Здесь-то, в барханах, я и поймал себя: ведь я и дремлю и качаюсь на арбе, а сам неотступно, какой-то затылочной частью мозга все время думаю об одном: где и когда слышал я раньше голос Ивана Ивановича?

Впереди уже виднелось белое пустынно-скучное и голое здание железнодорожной станции, мне предстояло отправиться отсюда к Ташкенту. До поезда оставалось еще два часа, я отпустил возницу и пошел искать местечка в тени. В садике за станцией росли только мелколистные акации с пожелтевшими уже стручками, тень здесь была сквозная, словно бы от растянутой рыбачьей сети, и я побрел по солнцепеку дальше, к желтой башне водокачки, и сел прямо на землю, на теневой стороне. Бетонный цоколь башни был покрыт надписями, сделанными карандашом, углем и мелом. «12 февраля уехал в Бухару, Гирька Черт», «Из Мургаба в Джелал-Абад, Виноватый Павел», «Степан Прыгунок, на гастроли в Коканд, проездом через Ходжент» и множество других надписей. Я и раньше знал, что железнодорожные водокачки избраны ворами, воришками и просто бродягами для осведомления друг друга о переездах. «Гирька Черт» и «Прыгунок»— это, конечно, мелкие воришки, карманники, а вот «Виноватый Павел»— это, верно, из крупных, может быть, медвежатник, недаром и почерк у него уверенный, крупный… Интересно, знают ли в уголрозыске о тайне железнодорожных водокачек? Наверно, не знают, а могли бы извлечь из этих надписей немало полезного для себя… А вот Иван Иванович здесь не будет писать, слишком крупная птица… Но где же все-таки я слышал его сиповатый голос? Где и когда?..

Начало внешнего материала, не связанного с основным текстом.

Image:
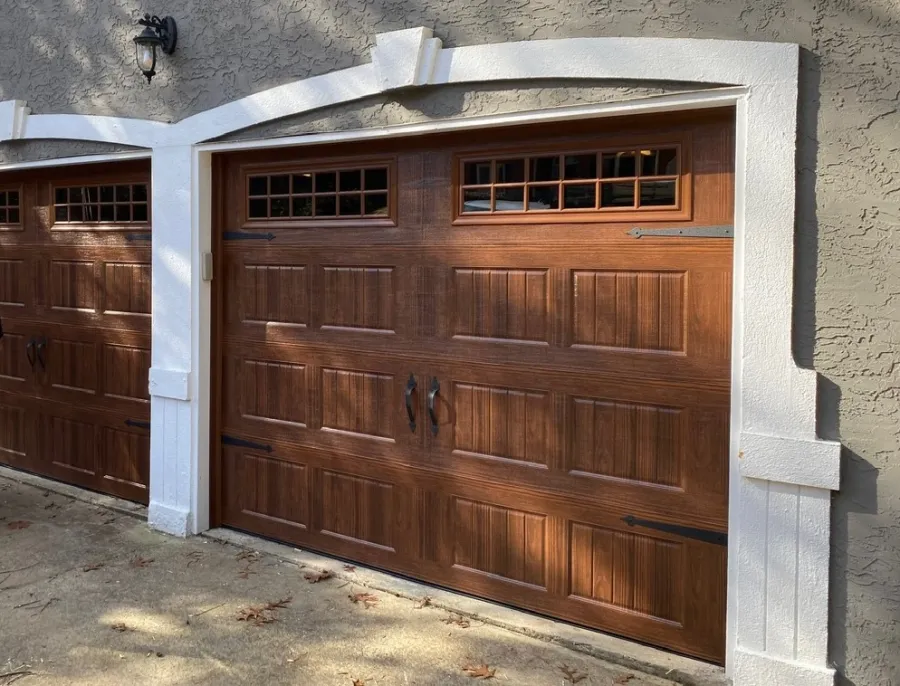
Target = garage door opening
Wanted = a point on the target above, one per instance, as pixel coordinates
(497, 362)
(75, 312)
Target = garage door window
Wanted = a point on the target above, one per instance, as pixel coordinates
(106, 204)
(355, 193)
(623, 179)
(9, 208)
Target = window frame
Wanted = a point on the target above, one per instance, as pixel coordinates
(313, 166)
(680, 211)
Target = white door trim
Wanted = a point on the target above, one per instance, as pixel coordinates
(781, 473)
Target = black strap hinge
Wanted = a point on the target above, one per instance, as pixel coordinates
(247, 236)
(243, 443)
(705, 535)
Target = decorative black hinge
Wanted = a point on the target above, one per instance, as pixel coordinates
(241, 443)
(705, 535)
(686, 232)
(247, 236)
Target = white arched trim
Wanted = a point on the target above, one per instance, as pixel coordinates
(781, 475)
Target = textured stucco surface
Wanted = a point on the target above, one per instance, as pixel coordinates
(34, 151)
(448, 102)
(75, 56)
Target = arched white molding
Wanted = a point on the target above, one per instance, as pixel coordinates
(781, 473)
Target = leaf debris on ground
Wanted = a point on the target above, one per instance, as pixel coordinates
(571, 674)
(458, 620)
(481, 671)
(263, 614)
(367, 599)
(316, 577)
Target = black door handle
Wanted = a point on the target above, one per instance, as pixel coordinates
(42, 344)
(432, 394)
(29, 352)
(410, 412)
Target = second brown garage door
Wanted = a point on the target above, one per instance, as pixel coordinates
(453, 358)
(75, 312)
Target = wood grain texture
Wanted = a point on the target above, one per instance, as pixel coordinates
(83, 291)
(584, 377)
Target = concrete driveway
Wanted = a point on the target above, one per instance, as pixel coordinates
(92, 596)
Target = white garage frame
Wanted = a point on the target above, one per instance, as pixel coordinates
(782, 475)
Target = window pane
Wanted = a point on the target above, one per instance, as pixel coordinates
(509, 199)
(477, 200)
(326, 205)
(581, 166)
(543, 198)
(376, 179)
(618, 164)
(376, 204)
(259, 185)
(545, 169)
(259, 208)
(279, 207)
(302, 207)
(351, 180)
(659, 162)
(580, 196)
(477, 173)
(350, 205)
(302, 183)
(510, 171)
(280, 185)
(657, 193)
(617, 194)
(326, 182)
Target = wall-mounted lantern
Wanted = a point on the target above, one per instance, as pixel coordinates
(157, 33)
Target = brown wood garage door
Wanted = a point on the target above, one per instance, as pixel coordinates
(75, 311)
(575, 459)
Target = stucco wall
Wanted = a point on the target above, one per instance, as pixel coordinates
(75, 56)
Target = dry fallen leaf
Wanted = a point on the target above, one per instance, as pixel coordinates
(366, 599)
(265, 614)
(459, 620)
(481, 671)
(316, 577)
(571, 674)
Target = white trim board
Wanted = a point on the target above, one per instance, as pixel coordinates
(781, 473)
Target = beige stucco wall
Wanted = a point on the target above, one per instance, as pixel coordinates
(76, 56)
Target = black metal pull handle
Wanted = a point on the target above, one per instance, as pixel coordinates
(410, 412)
(42, 345)
(29, 352)
(432, 394)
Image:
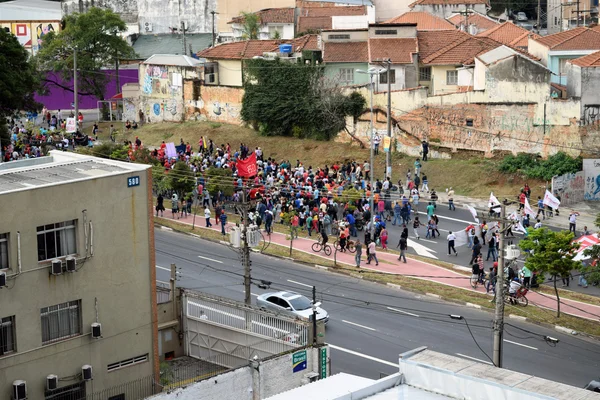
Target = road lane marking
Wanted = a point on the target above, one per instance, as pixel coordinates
(403, 312)
(360, 326)
(474, 359)
(211, 259)
(299, 283)
(355, 353)
(520, 344)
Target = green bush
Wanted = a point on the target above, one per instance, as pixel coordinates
(534, 167)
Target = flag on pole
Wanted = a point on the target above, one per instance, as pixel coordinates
(528, 209)
(473, 213)
(550, 200)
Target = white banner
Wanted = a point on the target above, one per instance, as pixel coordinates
(550, 200)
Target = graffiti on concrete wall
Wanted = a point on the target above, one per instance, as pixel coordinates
(570, 187)
(591, 168)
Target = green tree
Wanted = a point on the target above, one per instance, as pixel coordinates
(250, 26)
(181, 179)
(95, 36)
(550, 253)
(18, 80)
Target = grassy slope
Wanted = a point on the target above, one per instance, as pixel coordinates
(474, 177)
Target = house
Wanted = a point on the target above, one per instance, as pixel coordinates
(475, 22)
(162, 79)
(446, 8)
(510, 34)
(583, 82)
(443, 53)
(80, 316)
(398, 44)
(275, 23)
(30, 21)
(555, 50)
(424, 21)
(225, 62)
(345, 52)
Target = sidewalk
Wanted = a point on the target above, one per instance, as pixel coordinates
(421, 270)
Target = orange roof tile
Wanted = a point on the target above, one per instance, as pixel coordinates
(399, 50)
(507, 33)
(591, 60)
(480, 21)
(424, 21)
(346, 52)
(270, 16)
(447, 2)
(251, 48)
(581, 38)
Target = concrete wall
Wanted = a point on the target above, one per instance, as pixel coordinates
(119, 276)
(261, 379)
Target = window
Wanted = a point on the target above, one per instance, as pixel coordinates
(452, 77)
(127, 363)
(56, 240)
(425, 73)
(383, 77)
(386, 32)
(338, 36)
(346, 75)
(4, 251)
(71, 392)
(7, 335)
(61, 321)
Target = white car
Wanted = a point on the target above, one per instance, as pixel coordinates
(291, 302)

Это неотвязное бессилие вспомнить становилось уже мучительным, оттесняя все другие мысли. Я в сотый раз начал перебирать в памяти различные случаи, встречи. Нет, все не то. И вдруг дыхание мое остановилось. Ну, конечно, вот оно! Катя Смолина, суд, показания доктора Сидоркина… Вот где я слышал этот голос! Доктор Сидоркин!.. Как я сразу его не узнал!

Теперь нужно было спешить в Ходжент — возможно, Коренев еще там. Я побежал на станцию. Ходжентские извозчики уже съезжались к поезду на своих новеньких блестящих фаэтонах, запряженных парами. Нигде я не встречал таких шикарных извозчиков, как в Канибадаме и в Ходженте, — за два рубля они возили пассажиров лихо, наперегонки, свесившись на козлах, гикая, свистя и щелкая кнутом. На этот раз мой извозчик, в расчете обернуться и еще успеть к поезду, превзошел все рекорды, мигом домчал меня в Ходжент, схватил два рубля и умчался обратно, свесившись на козлах, гикая, свистя и раскручивая кнут над головой.